The Second Big Debate

Gerry Hassan

The Scotsman, April 23rd 2010

The dynamics this week were very different: Clegg, the new favourite, Cameron, the previous frontrunner, and Brown, the supposed steady incumbent.

Nick Clegg had to navigate difficult terrain between being an ‘outsider’ and emphasising his experience, including drawing on his work for EU Commissioner Leon Brittan. When we got to Afghanistan and nuclear weapons, the temperature changed, and Brown told Clegg to ‘get real’ and Cameron said ‘I agree with Gordon’.
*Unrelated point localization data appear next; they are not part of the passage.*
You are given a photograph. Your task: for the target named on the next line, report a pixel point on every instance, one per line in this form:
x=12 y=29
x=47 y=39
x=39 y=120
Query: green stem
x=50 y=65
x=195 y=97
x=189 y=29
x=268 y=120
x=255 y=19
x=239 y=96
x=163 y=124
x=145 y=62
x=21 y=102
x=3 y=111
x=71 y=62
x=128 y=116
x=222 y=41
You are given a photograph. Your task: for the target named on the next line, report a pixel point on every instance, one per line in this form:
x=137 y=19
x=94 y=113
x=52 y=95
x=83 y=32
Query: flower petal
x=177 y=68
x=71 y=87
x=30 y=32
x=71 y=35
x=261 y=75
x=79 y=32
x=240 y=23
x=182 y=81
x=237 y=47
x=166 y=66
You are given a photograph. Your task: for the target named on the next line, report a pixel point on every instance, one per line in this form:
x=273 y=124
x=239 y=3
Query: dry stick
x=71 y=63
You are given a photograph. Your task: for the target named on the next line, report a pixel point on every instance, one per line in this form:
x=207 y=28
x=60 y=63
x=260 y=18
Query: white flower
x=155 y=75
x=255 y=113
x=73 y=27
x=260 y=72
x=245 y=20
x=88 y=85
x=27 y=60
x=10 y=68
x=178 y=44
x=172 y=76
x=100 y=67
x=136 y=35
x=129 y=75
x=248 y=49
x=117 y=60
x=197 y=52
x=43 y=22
Brown was better than the previous week, avoiding mentioning no percentages or three point plans, and even cited the occasional human being. Cameron challenged Brown to withdraw ‘Labour lies’ in its leaflets alleging that the Tories would take away free bus passes from pensioners.

When a voter asked the three leaders about doubting ‘the power of my vote’ after the expenses scandal, Clegg responded by saying ‘you are the boss’, while Cameron talked of ‘anger’ and Brown got lost in detail.
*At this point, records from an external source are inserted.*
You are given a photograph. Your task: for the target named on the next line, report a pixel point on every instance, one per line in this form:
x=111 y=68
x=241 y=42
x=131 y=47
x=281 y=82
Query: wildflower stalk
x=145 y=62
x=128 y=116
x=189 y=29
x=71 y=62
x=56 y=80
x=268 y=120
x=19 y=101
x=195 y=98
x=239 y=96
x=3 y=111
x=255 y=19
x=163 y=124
Brown concluded by talking of ‘the responsibility of the job’, Cameron, the ‘desperation’ and ‘fear’ invoked by Labour, leaving Clegg to make his peroration that ‘something exciting is happening’ and ‘that we can try something different’. This was a powerful closing, but JFK or Obama it wasn’t, and overall all three can take something from this.

The battle is still about ‘change’, but neither Cameron nor Clegg can yet feel confident that they have claimed the mantle; it is one Brown has little hope of.